Archivo mensual: octubre 2011

La legión del águila

Fuente: almudi.org

Año de producción: 2011
País: EE.UU.
Dirección: Kevin Macdonald
Intérpretes: Channing Tatum, Mark Strong, Denis O’Hare, Jamie Bell, Donald Sutherland, Tahar Rahim, Douglas Henshall
Argumento: Rosemary Sutcliff (novela)
Guión: Jeremy Brock
Música: Atli Örvarsson
Fotografía: Anthony Dod Mantle
Duración: 114 min.

Público: Jóvenes

Género: Acción, Aventuras, Drama

Contenidos: Violencia
Una aventura épica de época romana basada en la clásica novela “El águila de la Novena Legión”, de Rosemary Sutcliff, que transcurre en el peligroso mundo del siglo II en Britania. En el año 140 d.C., 20 años después de la inexplicable desaparición de los 5.000 hombres y el famoso emblema de oro, el águila de la Novena Legión, en las montañas de Escocia, el joven centurión Marcus Aquila llega desde Roma para resolver el misterio y limpiar la reputación de su padre, el comandante de la Novena Legión. Con su esclavo Esca, Marcus cruza el famoso Muro de Adriano y se adentra en las desconocidas colinas de Caledonia.
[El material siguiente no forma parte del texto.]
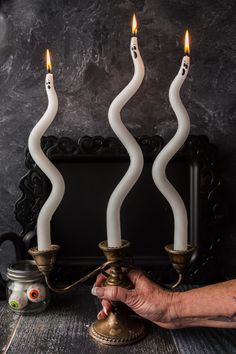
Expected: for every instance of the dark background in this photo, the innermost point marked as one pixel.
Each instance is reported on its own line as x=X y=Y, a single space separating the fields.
x=89 y=41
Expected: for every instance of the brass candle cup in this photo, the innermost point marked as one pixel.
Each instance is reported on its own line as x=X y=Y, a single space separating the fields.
x=180 y=261
x=45 y=260
x=120 y=327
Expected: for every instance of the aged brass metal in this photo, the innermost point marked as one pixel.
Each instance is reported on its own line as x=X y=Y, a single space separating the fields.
x=180 y=261
x=45 y=260
x=120 y=327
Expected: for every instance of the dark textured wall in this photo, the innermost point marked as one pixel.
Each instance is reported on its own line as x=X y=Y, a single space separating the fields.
x=89 y=41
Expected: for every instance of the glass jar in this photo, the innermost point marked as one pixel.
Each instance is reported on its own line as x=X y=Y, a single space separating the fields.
x=27 y=292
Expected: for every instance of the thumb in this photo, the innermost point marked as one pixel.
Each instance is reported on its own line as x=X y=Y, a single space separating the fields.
x=111 y=293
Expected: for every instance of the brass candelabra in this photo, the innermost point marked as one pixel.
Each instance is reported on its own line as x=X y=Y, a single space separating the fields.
x=120 y=327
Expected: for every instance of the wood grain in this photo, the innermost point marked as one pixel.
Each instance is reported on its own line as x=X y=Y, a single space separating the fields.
x=8 y=324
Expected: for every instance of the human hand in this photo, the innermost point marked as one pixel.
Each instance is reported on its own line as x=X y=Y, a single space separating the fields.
x=146 y=299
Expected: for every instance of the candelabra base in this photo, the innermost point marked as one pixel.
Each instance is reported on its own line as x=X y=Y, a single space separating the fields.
x=180 y=261
x=120 y=327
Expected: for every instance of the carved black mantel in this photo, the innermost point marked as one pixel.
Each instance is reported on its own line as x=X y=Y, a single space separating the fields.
x=207 y=209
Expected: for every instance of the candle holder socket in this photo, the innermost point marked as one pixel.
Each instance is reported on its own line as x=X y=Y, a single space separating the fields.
x=45 y=260
x=180 y=260
x=119 y=328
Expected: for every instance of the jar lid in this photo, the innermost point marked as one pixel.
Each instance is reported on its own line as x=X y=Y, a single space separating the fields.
x=25 y=271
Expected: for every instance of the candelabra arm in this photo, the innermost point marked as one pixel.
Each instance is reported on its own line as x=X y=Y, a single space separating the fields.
x=90 y=275
x=45 y=261
x=179 y=281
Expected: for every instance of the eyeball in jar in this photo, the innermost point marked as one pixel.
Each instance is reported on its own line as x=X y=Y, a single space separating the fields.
x=18 y=298
x=36 y=292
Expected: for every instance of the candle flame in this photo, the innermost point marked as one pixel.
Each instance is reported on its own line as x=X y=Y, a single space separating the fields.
x=186 y=43
x=134 y=25
x=49 y=65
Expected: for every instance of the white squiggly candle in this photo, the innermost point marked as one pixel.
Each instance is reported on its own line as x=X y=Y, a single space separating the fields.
x=132 y=147
x=162 y=159
x=56 y=179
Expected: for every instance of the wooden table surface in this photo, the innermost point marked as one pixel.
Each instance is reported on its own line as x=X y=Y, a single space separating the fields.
x=63 y=328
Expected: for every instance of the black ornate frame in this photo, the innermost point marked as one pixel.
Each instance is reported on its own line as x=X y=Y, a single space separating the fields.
x=206 y=192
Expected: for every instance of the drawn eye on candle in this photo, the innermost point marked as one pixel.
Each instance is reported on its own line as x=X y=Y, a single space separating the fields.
x=126 y=138
x=169 y=150
x=134 y=32
x=48 y=168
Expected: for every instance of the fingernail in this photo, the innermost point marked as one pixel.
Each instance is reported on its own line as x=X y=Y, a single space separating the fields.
x=105 y=311
x=99 y=315
x=97 y=291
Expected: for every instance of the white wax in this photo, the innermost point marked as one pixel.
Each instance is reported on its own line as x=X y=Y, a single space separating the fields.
x=56 y=179
x=132 y=147
x=162 y=159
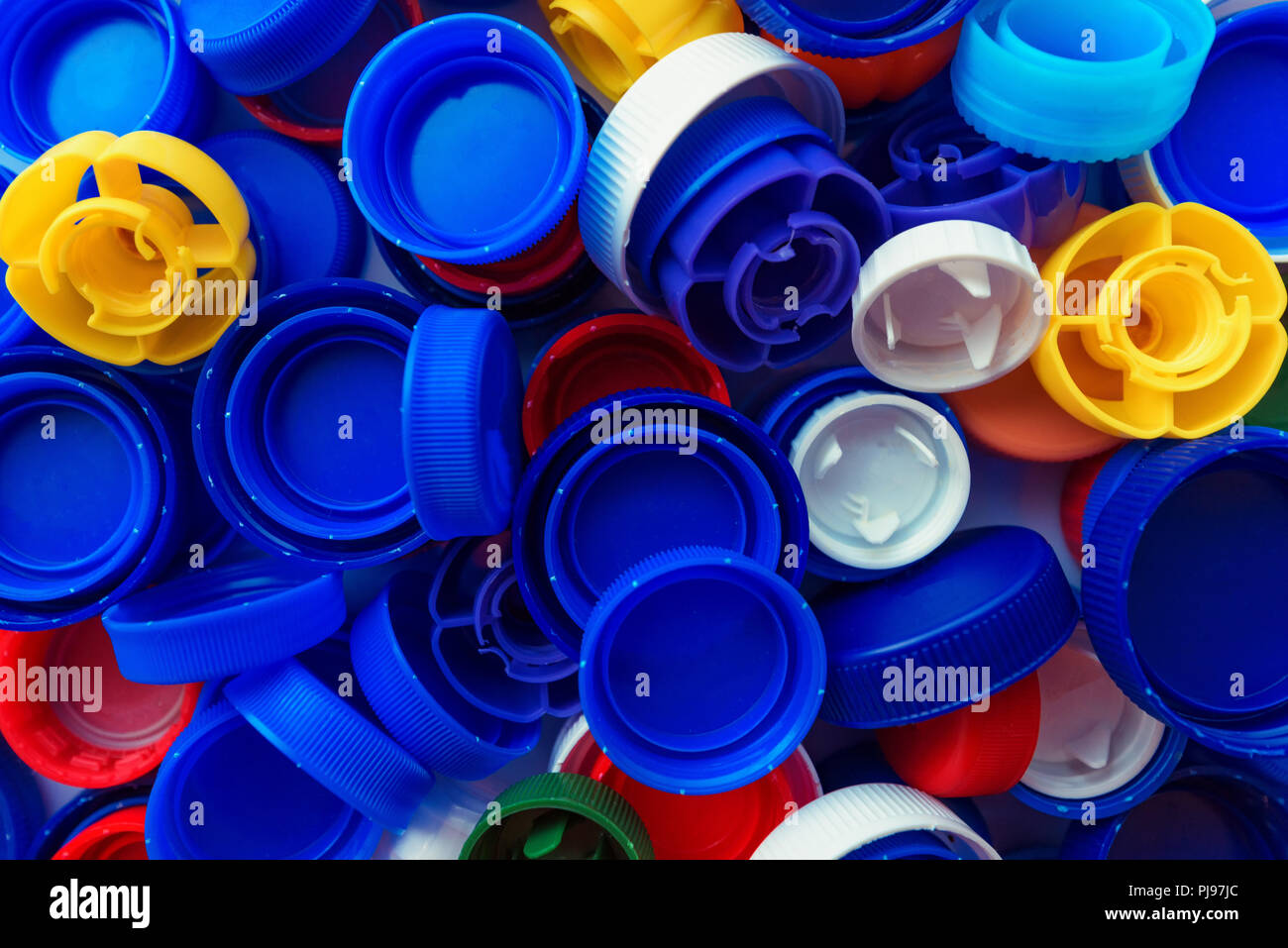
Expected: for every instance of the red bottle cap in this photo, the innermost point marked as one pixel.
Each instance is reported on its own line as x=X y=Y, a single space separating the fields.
x=618 y=352
x=116 y=836
x=970 y=753
x=720 y=826
x=69 y=714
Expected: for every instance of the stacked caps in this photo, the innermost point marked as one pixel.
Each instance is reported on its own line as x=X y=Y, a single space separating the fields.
x=340 y=549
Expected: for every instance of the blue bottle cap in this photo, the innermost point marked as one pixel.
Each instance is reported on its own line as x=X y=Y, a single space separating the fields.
x=111 y=64
x=1194 y=161
x=21 y=809
x=651 y=528
x=1034 y=75
x=988 y=600
x=848 y=31
x=1157 y=591
x=296 y=424
x=256 y=47
x=429 y=170
x=304 y=708
x=219 y=622
x=95 y=507
x=700 y=727
x=977 y=179
x=1225 y=813
x=825 y=411
x=80 y=811
x=462 y=403
x=301 y=218
x=403 y=674
x=254 y=801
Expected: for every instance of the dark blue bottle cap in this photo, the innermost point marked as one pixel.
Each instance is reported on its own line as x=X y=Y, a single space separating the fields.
x=1158 y=590
x=224 y=792
x=219 y=622
x=706 y=721
x=256 y=47
x=296 y=424
x=848 y=31
x=305 y=712
x=91 y=488
x=21 y=809
x=80 y=64
x=80 y=811
x=1203 y=811
x=682 y=515
x=462 y=403
x=428 y=168
x=301 y=218
x=791 y=411
x=988 y=600
x=402 y=674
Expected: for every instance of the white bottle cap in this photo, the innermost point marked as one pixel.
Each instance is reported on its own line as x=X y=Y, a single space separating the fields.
x=948 y=305
x=1091 y=740
x=842 y=820
x=885 y=478
x=682 y=88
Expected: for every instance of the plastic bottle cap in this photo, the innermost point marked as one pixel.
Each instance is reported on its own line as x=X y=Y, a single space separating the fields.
x=1033 y=75
x=846 y=819
x=312 y=107
x=948 y=305
x=421 y=111
x=222 y=621
x=614 y=42
x=1224 y=813
x=1150 y=536
x=116 y=836
x=720 y=826
x=262 y=806
x=606 y=355
x=971 y=751
x=1189 y=165
x=463 y=397
x=94 y=504
x=299 y=711
x=653 y=115
x=837 y=29
x=1116 y=364
x=402 y=674
x=991 y=601
x=88 y=725
x=743 y=447
x=304 y=222
x=949 y=171
x=259 y=46
x=317 y=473
x=1094 y=745
x=678 y=734
x=885 y=76
x=127 y=300
x=885 y=478
x=21 y=807
x=559 y=817
x=114 y=64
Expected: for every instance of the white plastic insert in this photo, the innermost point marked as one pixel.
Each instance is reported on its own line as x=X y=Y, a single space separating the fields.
x=1093 y=740
x=885 y=478
x=948 y=305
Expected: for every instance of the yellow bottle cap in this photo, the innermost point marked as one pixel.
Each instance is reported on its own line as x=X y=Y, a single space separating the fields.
x=614 y=42
x=116 y=275
x=1164 y=324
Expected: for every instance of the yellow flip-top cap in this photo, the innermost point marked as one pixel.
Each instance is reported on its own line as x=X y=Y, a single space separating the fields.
x=116 y=275
x=1164 y=324
x=614 y=42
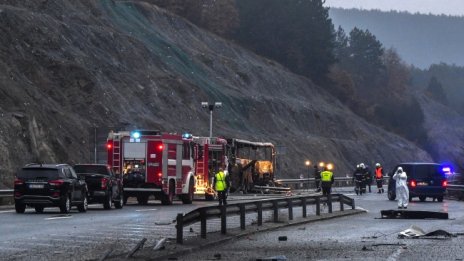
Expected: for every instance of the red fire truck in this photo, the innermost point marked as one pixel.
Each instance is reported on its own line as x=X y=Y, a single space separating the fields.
x=165 y=165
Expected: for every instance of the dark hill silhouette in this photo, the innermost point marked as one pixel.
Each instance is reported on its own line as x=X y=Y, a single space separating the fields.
x=421 y=40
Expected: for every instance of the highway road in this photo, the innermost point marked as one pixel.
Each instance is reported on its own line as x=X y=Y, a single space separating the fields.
x=359 y=237
x=86 y=236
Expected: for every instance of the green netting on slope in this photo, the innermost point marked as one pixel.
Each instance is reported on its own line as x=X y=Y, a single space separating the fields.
x=128 y=18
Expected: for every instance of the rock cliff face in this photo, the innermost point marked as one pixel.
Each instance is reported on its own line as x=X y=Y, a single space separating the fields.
x=68 y=66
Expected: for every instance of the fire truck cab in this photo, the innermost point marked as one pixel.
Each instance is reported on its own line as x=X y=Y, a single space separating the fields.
x=152 y=163
x=165 y=165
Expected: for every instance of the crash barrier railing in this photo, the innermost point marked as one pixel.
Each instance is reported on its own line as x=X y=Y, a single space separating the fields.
x=311 y=182
x=6 y=192
x=241 y=209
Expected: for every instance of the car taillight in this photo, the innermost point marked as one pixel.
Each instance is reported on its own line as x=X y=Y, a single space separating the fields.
x=56 y=183
x=18 y=181
x=104 y=183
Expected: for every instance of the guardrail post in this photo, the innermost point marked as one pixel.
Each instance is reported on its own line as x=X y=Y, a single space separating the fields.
x=180 y=228
x=290 y=209
x=242 y=216
x=329 y=202
x=303 y=205
x=276 y=211
x=203 y=223
x=259 y=205
x=223 y=220
x=318 y=206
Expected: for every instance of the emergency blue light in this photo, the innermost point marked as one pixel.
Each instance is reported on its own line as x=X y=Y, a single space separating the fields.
x=446 y=169
x=135 y=134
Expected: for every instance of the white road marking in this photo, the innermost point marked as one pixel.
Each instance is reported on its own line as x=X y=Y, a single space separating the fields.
x=143 y=210
x=53 y=218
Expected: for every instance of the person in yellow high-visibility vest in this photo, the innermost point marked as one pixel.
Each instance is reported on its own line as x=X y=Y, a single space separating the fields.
x=327 y=179
x=221 y=184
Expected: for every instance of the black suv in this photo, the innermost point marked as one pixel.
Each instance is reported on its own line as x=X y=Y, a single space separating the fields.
x=424 y=180
x=49 y=185
x=455 y=186
x=104 y=186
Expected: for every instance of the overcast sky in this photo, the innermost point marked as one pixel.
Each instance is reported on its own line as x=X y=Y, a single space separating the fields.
x=437 y=7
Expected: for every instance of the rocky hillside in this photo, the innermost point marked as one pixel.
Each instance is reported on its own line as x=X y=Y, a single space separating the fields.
x=445 y=129
x=67 y=66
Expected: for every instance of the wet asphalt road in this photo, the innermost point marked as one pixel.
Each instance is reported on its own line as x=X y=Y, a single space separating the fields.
x=358 y=237
x=88 y=236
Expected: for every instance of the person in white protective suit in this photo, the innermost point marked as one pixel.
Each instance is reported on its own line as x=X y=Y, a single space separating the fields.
x=402 y=191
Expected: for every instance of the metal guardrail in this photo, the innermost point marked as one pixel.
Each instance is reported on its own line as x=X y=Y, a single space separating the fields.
x=6 y=192
x=304 y=182
x=241 y=209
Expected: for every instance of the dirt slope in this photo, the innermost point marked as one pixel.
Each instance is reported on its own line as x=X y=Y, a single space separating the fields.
x=67 y=66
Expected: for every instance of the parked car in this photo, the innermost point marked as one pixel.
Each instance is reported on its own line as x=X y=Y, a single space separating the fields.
x=455 y=186
x=103 y=185
x=425 y=180
x=49 y=185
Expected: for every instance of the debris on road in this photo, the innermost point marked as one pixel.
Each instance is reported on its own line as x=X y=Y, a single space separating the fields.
x=417 y=232
x=413 y=214
x=273 y=258
x=160 y=244
x=137 y=247
x=106 y=255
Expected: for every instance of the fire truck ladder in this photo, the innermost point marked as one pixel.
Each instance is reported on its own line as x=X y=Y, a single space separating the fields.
x=116 y=156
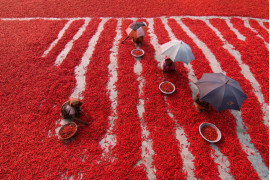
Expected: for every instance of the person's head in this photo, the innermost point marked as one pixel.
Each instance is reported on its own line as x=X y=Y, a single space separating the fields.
x=75 y=102
x=138 y=40
x=168 y=61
El escocés Kevin MacDonald se esfuerza por rodar largometrajes bastante variados. Ahora compone una historia de romanos, y además con un planteamiento de lo más clásico. Adapta una novela de Rosemary Sutcliff que MacDonald leyó a los 12 años y le dejó un grato recuerdo.

MacDonald retoma sobre todo un asunto que parece estar presente en toda su filmografía, la amistad entre dos tipos de lo más variopinto. En esta ocasión desarrolla la cordial relación entre el amo y el esclavo, ambos enemigos naturales, que aprenden a confiar el uno en el otro.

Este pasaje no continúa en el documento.